RSA NetWitness Endpoint 4.2 Windows Agents can cause an endpoint crash under certain circumstances

Document created by Kimberley Heath Employee on Sep 29, 2016
Version 1Show Document
  • View in full screen mode

Dear Valued RSA Customer,




RSA has found an issue in the RSA Netwitness Endpoint 4.2 Windows Agent, which can cause certain endpoints to crash. A fix is being created, and will be made available in an upcoming patch.


Affected Products:

RSA Netwitness Endpoint 4.2 Microsoft Windows agents deployed in the “No Monitoring” or “Network Monitoring Only” mode. (Agents deployed in “Full User Monitoring” or “Full User Monitoring – Exclude Network Events” modes will remain unaffected by this condition).


Scenario Details:

When the Global Parameters or Machine Group features are used to disable and re-enable blocking across a group of agents, the later switch causes agents targeted by the re-enable command to crash (BSOD).

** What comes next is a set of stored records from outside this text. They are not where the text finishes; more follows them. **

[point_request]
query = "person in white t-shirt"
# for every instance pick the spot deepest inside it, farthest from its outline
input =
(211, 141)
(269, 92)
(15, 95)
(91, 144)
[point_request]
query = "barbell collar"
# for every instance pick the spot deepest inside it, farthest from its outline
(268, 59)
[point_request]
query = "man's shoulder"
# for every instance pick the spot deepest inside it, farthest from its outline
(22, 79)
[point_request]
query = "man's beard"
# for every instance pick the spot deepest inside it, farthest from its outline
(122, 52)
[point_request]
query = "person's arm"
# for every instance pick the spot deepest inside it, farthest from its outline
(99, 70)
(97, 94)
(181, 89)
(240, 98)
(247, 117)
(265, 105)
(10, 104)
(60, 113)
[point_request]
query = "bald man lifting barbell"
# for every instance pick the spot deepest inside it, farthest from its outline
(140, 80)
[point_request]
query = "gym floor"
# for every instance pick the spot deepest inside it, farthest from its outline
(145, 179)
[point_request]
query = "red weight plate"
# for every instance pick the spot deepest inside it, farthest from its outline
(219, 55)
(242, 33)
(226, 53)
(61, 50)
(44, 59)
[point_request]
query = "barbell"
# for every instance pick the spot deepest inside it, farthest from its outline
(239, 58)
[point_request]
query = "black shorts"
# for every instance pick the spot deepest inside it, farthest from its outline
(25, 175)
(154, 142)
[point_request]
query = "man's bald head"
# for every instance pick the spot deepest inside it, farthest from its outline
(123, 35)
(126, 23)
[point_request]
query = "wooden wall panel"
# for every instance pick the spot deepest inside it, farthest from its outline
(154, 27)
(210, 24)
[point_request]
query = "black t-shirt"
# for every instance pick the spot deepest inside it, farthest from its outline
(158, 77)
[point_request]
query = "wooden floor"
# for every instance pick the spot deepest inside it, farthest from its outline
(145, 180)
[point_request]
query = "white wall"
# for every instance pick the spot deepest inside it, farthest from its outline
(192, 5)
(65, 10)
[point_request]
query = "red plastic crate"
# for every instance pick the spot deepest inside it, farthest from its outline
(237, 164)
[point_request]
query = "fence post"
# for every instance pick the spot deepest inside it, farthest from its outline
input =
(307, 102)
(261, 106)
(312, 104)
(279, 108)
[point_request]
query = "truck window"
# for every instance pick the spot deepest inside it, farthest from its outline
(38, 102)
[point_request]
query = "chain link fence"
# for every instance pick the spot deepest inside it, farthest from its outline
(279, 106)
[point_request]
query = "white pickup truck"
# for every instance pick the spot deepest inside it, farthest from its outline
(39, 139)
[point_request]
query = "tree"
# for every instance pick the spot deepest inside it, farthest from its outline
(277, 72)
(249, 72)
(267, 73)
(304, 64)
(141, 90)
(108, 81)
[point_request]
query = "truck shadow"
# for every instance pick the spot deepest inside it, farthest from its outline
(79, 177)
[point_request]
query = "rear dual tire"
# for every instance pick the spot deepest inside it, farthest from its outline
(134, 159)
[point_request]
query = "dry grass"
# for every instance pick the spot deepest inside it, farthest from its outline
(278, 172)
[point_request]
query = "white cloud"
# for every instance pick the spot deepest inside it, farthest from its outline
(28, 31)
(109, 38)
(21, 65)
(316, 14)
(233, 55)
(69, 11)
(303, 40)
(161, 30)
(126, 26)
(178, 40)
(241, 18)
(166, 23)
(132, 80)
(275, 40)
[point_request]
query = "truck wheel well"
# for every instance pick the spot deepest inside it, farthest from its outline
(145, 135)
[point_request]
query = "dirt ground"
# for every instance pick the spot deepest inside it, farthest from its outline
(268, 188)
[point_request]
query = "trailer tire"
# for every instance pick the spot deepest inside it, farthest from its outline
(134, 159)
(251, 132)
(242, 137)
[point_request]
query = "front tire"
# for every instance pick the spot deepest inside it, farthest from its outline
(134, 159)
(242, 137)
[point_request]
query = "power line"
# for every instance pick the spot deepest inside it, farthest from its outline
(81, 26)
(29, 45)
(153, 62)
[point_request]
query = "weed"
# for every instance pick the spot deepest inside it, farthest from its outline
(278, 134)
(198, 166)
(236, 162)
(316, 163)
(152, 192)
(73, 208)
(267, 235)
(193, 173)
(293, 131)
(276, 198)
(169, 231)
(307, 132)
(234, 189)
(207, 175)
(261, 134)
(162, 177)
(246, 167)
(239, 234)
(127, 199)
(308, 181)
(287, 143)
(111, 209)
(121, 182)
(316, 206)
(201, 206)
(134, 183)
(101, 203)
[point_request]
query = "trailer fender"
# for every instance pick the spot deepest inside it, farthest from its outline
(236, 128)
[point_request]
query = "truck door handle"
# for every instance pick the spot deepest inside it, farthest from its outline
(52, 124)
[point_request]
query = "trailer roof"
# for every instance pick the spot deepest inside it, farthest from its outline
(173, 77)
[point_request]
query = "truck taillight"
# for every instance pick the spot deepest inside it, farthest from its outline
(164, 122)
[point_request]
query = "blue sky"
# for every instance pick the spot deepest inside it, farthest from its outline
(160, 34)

  1.       For RSA Netwitness Endpoint 4.2 deployments where this crash has occurred, the solution is to re-install the agent and reboot the machine. As long as the sequence described in the Scenario Detail paragraph does not re-occur, the agents will be stable and no crashes will occur.


  1.       For RSA Netwitness Endpoint 4.2 deployments where the Windows Agents are deployed in No Monitoring / Network Monitoring Only mode, please do not toggle the Blocking feature off and then on before an upgrade becomes available.


  1.       For RSA Netwitness Endpoint 4.2 server-only deployments (new server, older 4.1.* Windows agents), or deployments in which the new agents are deployed in full monitoring mode, do nothing. These deployments are not affected. Also unaffected are Linux and OS X agents.


  1.       For planned upgrades and new deployments, please defer to the upcoming patch, which will remove this risk.


EOPS Policy:

RSA has a defined End of Primary Support policy associated with all major versions. Please refer to the Product Version Life Cycle for additional details.